Board Approves Religiously Neutral Calendar for 2017-18 School Year


By Grace Geraghty

The District 219 School Board approved a religiously neutral calendar for the 2017-2018 school year at the Board of Education meeting this past Tuesday, Sept. 27.

The new calendar, which will be implemented for the next school year, does not observe religious holidays like Rosh Hashanah, Yom Kippur, Eid al-Fitr, or Good Friday. Many District 219 feeder districts, including districts 72 (Fairview), 74 (Lincoln Hall), and 73.5 (Skokie), already operate with calendars that don’t observe a plethora of religious holidays.

The new calendar has elicited a positive response from district leadership.

“This calendar has been shared with Union leadership, D219 administrators, and the Township superintendents,” assistant superintendent for curriculum and instruction Anne Roloff wrote in an email following the board’s decision. “All groups have responded favorably to this calendar.  It follows the calendar guidelines established by the Township superintendent group.”

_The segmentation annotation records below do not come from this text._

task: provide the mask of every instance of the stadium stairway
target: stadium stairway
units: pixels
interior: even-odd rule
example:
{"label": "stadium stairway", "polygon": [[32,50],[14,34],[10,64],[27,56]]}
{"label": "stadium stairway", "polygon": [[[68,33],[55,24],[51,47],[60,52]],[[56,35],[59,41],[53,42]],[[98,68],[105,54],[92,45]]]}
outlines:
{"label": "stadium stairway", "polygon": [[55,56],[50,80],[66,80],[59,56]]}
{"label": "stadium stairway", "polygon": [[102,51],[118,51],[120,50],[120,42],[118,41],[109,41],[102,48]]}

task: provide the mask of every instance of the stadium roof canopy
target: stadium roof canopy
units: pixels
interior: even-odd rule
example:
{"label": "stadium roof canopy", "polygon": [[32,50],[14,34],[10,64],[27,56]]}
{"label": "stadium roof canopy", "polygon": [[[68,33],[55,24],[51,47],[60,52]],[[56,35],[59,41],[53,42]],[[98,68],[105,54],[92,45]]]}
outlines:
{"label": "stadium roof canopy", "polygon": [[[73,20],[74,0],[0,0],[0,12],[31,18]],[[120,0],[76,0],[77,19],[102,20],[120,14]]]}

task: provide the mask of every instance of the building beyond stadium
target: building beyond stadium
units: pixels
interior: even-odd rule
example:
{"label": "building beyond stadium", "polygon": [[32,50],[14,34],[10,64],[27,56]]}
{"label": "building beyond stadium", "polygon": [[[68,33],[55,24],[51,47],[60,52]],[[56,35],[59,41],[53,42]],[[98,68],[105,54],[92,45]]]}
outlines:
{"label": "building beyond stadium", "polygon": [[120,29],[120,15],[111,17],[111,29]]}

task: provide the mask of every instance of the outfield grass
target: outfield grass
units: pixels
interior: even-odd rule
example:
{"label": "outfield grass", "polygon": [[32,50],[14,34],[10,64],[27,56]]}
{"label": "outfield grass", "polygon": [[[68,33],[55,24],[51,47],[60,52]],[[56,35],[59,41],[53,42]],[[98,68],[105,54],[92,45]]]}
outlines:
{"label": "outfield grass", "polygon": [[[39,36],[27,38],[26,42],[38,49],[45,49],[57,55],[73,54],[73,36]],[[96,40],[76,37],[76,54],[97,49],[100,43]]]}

However, students had mixed reactions in response to the decision.

“Personally, it’s not they biggest deal to me because I’m not super religious and I don’t go to services, but I do spend time with my family and celebrate with dinner or something,” junior Julia Karpilovsky, who is Jewish, said. “But I do think that we should respect each religion because we have a pretty big Jewish and Muslim population; therefore, each should be respected and have the day off rather than taking those days off away.”

“I like having a lot of holidays off because it keeps me from having to take off and fall behind for ones that I celebrate,” junior Julia Gladysz, who practices Catholicism, said. “The ones I don’t celebrate are just a nice day off.”

Many teachers are able to see both sides of the argument.

“Being religious myself, I can understand the desire to want to have a day off to take part in religious practices,” paraprofessional Vasillios Papaioannou said. “But on the other hand, I also understand the school stance not to close down school for the majority of those who do not practice a given religion for each of those days off.”

Early in the school year, district administrators will send teachers a list of dates, asking that assignments, tests, and projects are not due on these days, when a large part of the student population may be missing due to religious observances.